Zimbabwe began the day with eight maidens in 14 overs, Blessing Muzarabani and Richard Ngarava giving little away. Abid Ali and Butt appeared keen to take their time settling in, as they had the previous day, but ended up finding themselves in a bit of a bind, unable to up the ante as the overs trickled by. Any thoughts of punishing poor deliveries were put to one side, and when Tendai Chisoro’s left-arm spin was introduced, the batters retreated ever further into their shells. It appeared to have the opposite effect of the one Pakistan might have desired, with Abid losing his fluency, nicking off to first slip with one of the few drives he attempted. Brendan Taylor juggled with the catch but ended up holding on.
Following the turgidity of the first session, the events of the second seemed positively slapdash. Pakistan raced along at more than three runs an over while Tiripano got himself on a hat-trick at one point. Butt fell nine runs short of a hundred and Azam lasted just one delivery.
Zimbabwe enjoyed the better of the first half hour of the middle session. Azhar was undone by the surprise of extra bounce from Tiripano, with gully pouching a straightforward catch. Much more notably, Azam, in his first away Test as captain, fell to the most transparent of traps. Mid-on was brought up close as Tiripano bowled straight, inducing a drive which went to Roy Kaia, stationed there for that purpose. Zimbabwe had suddenly removed the two most prolific batters in the side.
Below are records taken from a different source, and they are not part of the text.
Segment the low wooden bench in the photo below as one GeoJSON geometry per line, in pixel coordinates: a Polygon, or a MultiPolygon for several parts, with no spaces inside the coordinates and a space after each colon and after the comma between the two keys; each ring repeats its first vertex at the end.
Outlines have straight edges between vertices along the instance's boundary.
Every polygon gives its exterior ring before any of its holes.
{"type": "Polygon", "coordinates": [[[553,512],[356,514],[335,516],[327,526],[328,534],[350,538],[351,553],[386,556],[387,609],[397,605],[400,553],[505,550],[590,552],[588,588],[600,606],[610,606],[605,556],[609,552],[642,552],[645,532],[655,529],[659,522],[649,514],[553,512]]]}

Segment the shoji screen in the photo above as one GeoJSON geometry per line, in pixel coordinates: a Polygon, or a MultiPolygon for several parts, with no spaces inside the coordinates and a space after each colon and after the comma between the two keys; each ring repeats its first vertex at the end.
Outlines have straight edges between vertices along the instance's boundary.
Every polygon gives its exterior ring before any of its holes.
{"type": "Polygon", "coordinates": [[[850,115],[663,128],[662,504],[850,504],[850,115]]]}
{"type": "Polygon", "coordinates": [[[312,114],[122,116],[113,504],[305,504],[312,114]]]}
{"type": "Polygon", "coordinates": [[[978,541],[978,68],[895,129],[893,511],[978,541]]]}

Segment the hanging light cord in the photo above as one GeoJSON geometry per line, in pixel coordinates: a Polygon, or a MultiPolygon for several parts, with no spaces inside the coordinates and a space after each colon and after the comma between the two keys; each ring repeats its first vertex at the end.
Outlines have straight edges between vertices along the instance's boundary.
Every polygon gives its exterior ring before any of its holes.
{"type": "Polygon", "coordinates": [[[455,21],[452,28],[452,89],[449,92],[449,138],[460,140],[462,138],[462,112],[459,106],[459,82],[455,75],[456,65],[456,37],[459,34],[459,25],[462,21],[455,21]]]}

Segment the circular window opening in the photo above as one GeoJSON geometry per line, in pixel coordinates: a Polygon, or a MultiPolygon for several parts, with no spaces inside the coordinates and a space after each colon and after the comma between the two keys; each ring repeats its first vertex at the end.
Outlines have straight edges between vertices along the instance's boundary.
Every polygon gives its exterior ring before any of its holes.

Butt at the other end chipped away more cautiously, eager to get to the three-figure mark he evidently had on his mind all session. It didn’t appear much would stop him, before Ngarave finally shaped one away that took his outside edge. It brought the left-armer his first Test wicket, denying Butt his first Test hundred in the process.
The partnership that followed between Mohammad Rizwan and Alam was perhaps the one that conclusively wrenched the game away from Zimbabwe. The wicketkeeper continued his rich vein of form, helping to add 107 before falling five short of a half-century, Muzarabani sending his stumps cartwheeling. Faheem Ashraf missed out, too, but that only gave Hasan Ali the chance to have some fun at the bowlers’ expense. They might have been humoured from time to time, but in truth, Pakistan haven’t really left the home side with a chance.